Anayasa Mahkemesi kararı belediyelerin cumhurbaşkanı kararıyla kurulmasından rektörlerine cumhurbaşkanı tarafından atanmasına Merkez Bankası'nın atanması gibi düzenlemelerin tamamını iptal ettik. Anayasa Mahkemesi TSK'nın rütbeleri valilerin yardımcılarının atanması ek gösterge Yargıtay'ın yapısına kadar devlette yaptıkları her şeyi iptal etti 1 yıl da zaman verdi. Dün akşam itibarıyla Türkiye Cumhuriyeti devletinin kolonları kesiktir. Devleti sakatlamışlardır.
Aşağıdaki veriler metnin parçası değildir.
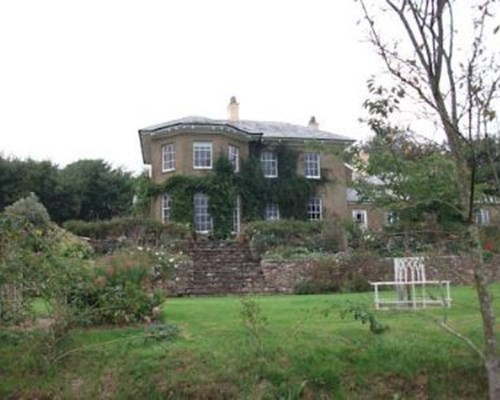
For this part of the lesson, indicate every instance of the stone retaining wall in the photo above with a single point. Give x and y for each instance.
(235, 270)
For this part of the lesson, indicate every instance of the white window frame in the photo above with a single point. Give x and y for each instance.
(166, 207)
(234, 157)
(483, 217)
(168, 157)
(237, 215)
(272, 212)
(315, 209)
(202, 155)
(269, 163)
(203, 222)
(361, 222)
(390, 218)
(312, 165)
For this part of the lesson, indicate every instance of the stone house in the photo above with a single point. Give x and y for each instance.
(371, 217)
(190, 146)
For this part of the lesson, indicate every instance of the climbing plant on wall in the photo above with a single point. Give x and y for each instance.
(289, 190)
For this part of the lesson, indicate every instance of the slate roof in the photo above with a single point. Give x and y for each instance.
(251, 129)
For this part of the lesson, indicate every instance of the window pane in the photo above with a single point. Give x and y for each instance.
(202, 155)
(272, 211)
(314, 209)
(234, 157)
(269, 162)
(168, 157)
(237, 215)
(360, 218)
(202, 218)
(483, 217)
(312, 165)
(166, 207)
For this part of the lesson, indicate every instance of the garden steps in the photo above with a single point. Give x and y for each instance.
(223, 268)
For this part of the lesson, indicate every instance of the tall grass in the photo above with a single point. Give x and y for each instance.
(305, 349)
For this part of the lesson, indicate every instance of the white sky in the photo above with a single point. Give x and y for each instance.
(79, 78)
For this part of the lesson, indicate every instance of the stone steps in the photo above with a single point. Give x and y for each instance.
(223, 268)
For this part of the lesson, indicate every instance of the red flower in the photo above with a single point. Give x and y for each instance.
(488, 245)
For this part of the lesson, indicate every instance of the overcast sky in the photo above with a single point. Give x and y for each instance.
(79, 78)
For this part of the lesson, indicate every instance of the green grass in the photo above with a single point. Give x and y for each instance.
(301, 349)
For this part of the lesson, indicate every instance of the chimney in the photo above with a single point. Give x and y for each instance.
(233, 109)
(313, 123)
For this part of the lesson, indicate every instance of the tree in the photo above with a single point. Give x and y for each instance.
(93, 190)
(458, 86)
(411, 178)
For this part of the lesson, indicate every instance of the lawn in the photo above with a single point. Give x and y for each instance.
(286, 347)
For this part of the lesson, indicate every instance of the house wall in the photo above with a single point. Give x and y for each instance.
(375, 215)
(332, 193)
(184, 157)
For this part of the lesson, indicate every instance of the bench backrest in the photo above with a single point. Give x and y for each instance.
(409, 269)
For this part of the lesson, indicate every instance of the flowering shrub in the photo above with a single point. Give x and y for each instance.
(119, 290)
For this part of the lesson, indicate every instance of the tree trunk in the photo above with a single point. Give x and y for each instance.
(493, 370)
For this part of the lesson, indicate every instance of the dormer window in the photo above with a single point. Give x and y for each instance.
(269, 163)
(312, 167)
(168, 157)
(202, 155)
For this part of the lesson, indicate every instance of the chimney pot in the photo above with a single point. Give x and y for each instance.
(233, 109)
(313, 123)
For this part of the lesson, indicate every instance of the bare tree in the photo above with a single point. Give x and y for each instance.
(458, 84)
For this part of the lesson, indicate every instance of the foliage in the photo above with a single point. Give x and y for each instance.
(37, 259)
(490, 237)
(456, 82)
(411, 178)
(485, 159)
(289, 190)
(311, 236)
(362, 313)
(118, 291)
(30, 209)
(86, 189)
(161, 332)
(213, 359)
(349, 273)
(253, 321)
(96, 190)
(136, 230)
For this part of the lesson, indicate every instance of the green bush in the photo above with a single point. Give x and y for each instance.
(138, 231)
(119, 290)
(311, 236)
(352, 273)
(31, 210)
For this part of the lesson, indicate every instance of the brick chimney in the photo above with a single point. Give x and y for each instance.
(233, 109)
(313, 123)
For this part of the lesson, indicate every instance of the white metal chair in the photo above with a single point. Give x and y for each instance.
(412, 289)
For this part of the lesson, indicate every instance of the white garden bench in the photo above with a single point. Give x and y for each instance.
(410, 288)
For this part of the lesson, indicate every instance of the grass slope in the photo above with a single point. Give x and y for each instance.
(296, 347)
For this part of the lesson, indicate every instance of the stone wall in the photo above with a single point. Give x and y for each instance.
(219, 269)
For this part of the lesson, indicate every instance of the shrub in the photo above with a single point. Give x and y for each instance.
(310, 235)
(136, 231)
(348, 274)
(31, 210)
(118, 291)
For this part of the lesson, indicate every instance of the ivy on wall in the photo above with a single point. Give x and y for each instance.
(289, 190)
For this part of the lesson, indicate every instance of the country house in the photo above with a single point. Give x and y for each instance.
(191, 146)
Devletin bu hale getirilmesinde AK Parti ile MHP'nin anayasa tanımazlığı sebeptir.
YENİ ANAYASA AÇIKLAMASI
Anayasa istemek için önce mevcut anayasaya uymak gerekmektedir.
"HATAY'DA REZERV ALAN İSYANI VAR"
Afet sırasında orduyu göreve davet edemedi. Depremden sonra bir yıl içinde 650 bin konutun teslim edileceğini söylediler. Ancak 79 bin konut verdiler. Yani yüzde 10'unu verdiler. Orta hasarlı konutlar var. '5 Nisan 2024'e kadar konut güçlendirme ruhsatı alın' dediler. Paralarını verdiler, kredi aldılar. Şimdi 'konutunu güçlendirmişsin ama biz burayı rezevr alanı ilan edeceğiz' diyorlar. Hatay'da rezerv alana büyük bir isyan var. Bunun için rezerv alanı konusundaki mağduriyetin ortadan kalkması, sesinin duyulmasını istiyoruz.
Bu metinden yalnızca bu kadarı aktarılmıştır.